Leach told members attending the American Institute of CPAs National Conference on Banks and Savings Institutions in Washington, D.C., that he had wanted the House to act on the reform bill before it adjourned in November 1997, but the House banking and commerce committees could not agree on the provisions dealing with the powers of bank operating subsidiaries, rules for bank securities and insurance operations and holding company supervision. The two committees did, however, agree to restructure the finances of the Federal Home Loan banks and allow system members to use advances for small business, economic development and agricultural loans.
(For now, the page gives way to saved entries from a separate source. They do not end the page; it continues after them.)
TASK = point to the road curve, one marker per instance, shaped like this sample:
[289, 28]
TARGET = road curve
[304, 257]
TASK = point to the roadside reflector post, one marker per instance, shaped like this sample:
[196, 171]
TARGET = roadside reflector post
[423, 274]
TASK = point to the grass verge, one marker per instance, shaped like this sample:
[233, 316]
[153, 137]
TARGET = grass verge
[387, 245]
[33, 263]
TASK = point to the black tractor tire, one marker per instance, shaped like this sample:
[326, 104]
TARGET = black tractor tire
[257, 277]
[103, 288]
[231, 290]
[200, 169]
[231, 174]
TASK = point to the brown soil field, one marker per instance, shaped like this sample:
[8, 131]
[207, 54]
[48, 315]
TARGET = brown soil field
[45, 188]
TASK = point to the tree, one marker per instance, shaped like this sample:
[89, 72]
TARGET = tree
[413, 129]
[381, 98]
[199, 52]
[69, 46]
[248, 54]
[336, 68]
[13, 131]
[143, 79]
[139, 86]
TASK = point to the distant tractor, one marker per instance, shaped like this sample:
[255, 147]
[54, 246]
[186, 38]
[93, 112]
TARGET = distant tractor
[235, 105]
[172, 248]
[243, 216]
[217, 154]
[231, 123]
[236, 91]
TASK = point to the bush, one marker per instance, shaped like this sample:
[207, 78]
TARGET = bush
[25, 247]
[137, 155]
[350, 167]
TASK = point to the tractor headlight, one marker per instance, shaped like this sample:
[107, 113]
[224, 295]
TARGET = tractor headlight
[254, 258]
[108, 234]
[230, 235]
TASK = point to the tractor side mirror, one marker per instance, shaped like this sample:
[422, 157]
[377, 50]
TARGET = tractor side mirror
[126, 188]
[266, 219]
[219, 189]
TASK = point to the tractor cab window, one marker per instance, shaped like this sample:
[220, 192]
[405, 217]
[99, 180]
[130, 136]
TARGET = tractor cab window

Leach said a number of other issues had held up the legislation, including determining what federal agency would best serve as the primary regulator of the new financial institutions. He also said there were huge differences between the industry groups involved. "Should banks enter into the insurance industry? Should the insurance industry be allowed to offer banking? Now is the time to move in these directions," said Leach.
Nonetheless, Leach reaffirmed his commitment to repeal the Glass-Steagall act this year. "This law does not serve the American public, particularly in small towns, because business there is tied to banks—not investment banks. Bringing investment services to banks would attract more customers to banks and would be very helpful to the economy," Leach said.
A similar bill in the Senate, the Depository Institution Affiliation
Act, introduced by Senator Alfonse M. D'Amato (R-N.Y.) in 1997, also
would eliminate restrictions on affiliations between banks and other
financial and nonfinancial companies.